Description
Montre de poche, dite chinoise, à répétition des quarts
L’horlogerie genevoise développe une vocation d’exportation dès le 17e siècle. Les montres de poche destinées au marché chinois, dès la fin du 18e siècle et au 19e siècle, sont pour la plupart décorées à Genève dans les ateliers des émailleurs et graveurs de la place.

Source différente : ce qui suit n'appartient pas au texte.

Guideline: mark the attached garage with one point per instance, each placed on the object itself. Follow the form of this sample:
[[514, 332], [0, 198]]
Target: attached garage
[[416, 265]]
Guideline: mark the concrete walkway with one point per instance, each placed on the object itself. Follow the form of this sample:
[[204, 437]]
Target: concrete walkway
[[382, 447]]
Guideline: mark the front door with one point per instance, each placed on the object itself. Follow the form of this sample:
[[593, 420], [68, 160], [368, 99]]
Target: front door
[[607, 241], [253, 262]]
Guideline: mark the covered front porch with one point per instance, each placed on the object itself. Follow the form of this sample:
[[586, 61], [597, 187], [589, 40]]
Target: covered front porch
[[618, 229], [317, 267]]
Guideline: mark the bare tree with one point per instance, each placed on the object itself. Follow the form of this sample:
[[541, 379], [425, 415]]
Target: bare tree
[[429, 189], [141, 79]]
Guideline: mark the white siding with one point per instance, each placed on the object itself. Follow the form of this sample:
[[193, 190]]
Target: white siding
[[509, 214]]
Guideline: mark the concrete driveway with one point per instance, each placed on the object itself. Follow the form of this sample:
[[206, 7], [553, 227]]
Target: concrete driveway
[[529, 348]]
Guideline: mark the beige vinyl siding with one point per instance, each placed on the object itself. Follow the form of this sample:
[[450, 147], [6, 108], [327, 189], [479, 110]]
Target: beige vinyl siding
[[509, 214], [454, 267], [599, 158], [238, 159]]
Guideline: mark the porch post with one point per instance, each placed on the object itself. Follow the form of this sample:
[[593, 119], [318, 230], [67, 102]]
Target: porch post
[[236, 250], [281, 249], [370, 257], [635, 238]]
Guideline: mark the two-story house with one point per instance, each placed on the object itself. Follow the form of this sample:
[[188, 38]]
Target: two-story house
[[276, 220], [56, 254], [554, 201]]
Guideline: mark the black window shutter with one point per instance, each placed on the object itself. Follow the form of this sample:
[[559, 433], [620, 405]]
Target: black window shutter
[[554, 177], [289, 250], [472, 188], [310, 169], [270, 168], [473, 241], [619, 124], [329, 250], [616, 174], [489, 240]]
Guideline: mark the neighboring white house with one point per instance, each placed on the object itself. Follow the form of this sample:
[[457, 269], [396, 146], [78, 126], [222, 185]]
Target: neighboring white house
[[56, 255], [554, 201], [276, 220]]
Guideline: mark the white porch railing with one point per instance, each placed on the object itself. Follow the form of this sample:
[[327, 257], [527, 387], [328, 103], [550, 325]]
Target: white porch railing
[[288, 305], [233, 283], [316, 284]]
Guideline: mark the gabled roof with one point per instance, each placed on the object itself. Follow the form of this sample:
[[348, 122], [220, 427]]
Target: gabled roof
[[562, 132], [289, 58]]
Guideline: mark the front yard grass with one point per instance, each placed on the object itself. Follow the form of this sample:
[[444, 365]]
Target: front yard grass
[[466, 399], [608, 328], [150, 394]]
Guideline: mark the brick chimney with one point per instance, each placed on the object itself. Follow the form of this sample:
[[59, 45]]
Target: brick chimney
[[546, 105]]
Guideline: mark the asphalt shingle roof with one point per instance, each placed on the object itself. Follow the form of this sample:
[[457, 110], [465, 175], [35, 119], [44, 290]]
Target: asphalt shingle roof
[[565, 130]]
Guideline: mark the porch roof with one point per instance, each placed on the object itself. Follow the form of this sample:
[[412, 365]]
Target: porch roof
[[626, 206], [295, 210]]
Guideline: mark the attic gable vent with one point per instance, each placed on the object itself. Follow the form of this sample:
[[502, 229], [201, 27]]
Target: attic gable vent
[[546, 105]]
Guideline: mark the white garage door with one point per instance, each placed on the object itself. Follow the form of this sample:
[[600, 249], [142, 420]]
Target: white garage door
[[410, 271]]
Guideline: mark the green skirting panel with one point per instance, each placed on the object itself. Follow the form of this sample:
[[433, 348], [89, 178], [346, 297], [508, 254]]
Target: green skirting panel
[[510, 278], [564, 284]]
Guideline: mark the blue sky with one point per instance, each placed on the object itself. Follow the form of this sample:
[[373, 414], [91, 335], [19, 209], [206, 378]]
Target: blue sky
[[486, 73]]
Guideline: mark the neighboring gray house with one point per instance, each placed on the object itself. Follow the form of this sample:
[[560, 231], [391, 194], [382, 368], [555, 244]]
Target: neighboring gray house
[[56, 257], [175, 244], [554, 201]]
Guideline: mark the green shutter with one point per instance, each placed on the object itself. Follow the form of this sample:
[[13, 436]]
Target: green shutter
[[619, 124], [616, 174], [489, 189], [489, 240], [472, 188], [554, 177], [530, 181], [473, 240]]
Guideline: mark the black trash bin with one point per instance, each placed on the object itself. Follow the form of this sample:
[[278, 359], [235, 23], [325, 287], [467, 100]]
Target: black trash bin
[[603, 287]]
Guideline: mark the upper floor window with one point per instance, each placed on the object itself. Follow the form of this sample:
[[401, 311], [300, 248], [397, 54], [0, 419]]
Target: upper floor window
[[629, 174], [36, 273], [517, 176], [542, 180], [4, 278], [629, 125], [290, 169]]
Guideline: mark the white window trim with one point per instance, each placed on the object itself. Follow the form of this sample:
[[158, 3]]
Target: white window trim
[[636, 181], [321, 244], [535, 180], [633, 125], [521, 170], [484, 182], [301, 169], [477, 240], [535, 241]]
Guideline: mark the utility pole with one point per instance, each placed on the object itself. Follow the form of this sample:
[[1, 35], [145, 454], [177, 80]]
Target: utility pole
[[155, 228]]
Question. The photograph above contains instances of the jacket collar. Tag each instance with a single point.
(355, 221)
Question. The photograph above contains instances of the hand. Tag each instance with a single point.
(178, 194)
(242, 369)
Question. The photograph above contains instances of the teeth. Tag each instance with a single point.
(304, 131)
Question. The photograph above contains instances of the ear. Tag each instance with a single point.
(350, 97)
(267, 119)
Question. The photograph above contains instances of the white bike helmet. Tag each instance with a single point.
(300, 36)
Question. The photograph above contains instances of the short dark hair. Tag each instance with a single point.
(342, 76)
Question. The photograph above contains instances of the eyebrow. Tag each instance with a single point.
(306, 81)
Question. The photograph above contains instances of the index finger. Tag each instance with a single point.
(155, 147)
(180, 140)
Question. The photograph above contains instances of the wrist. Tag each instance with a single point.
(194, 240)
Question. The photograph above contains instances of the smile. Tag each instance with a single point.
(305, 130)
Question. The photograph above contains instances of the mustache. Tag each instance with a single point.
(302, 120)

Dotées de mouvements souvent neuchâtelois ou anglais, ces montres, très luxueuses lorsqu’elles étaient destinées à l’Empereur et à sa cour, ont voyagé avec les marchands genevois à travers les continents. La circulation des garde-temps européens à destination de l’empire chinois ralentit à la fin du 19e siècle, lorsque les horlogers chinois, désormais formés, prennent le relais de ce type de fabrication destinée au marché local.Pierre Jaquet-Droz (La Chaux-de-Fonds 1721 - Bienne 1790) se distingue comme célèbre mécanicien: il construit plusieurs automates achetés par Ferdinand VI d'Espagne et par Lord McCartney qui les envoie à l'Empereur de Chine. Il crée en 1755 un système de remontage par différence de dilatation entre deux métaux, développe d'autres systèmes de remontage pour montre, par tiges coulissantes, par secousses et par rotor. Spécialisé dans la montre de luxe, les montres à automates, montres à oiseau chanteur, tabatières et autres bijoux avec oiseau chanteur. Nombre de ses oeuvres sont achetées par l'anglais J. Cox qui les revend en Orient. Il expose en Italie, Espagne, France, Angleterre, Inde et Chine. La maison se développe à partir de 1772: elle ouvre les succursales de Londres, Paris, Bâle et Neuchâtel. Jaquet-Droz, son fils Henry Louis et son associé Jean-Frédéric Leschot travaillent à Londres en 1782 et s'installent à Genève en 1784. Jaquet-Droz est reçu Bourgeois de Genève en 1785, il se retire peu à peu de la gestion de son entreprise. Après son séjour à Genève, il se retire à Bienne où il meurt le 28 novembre 1790.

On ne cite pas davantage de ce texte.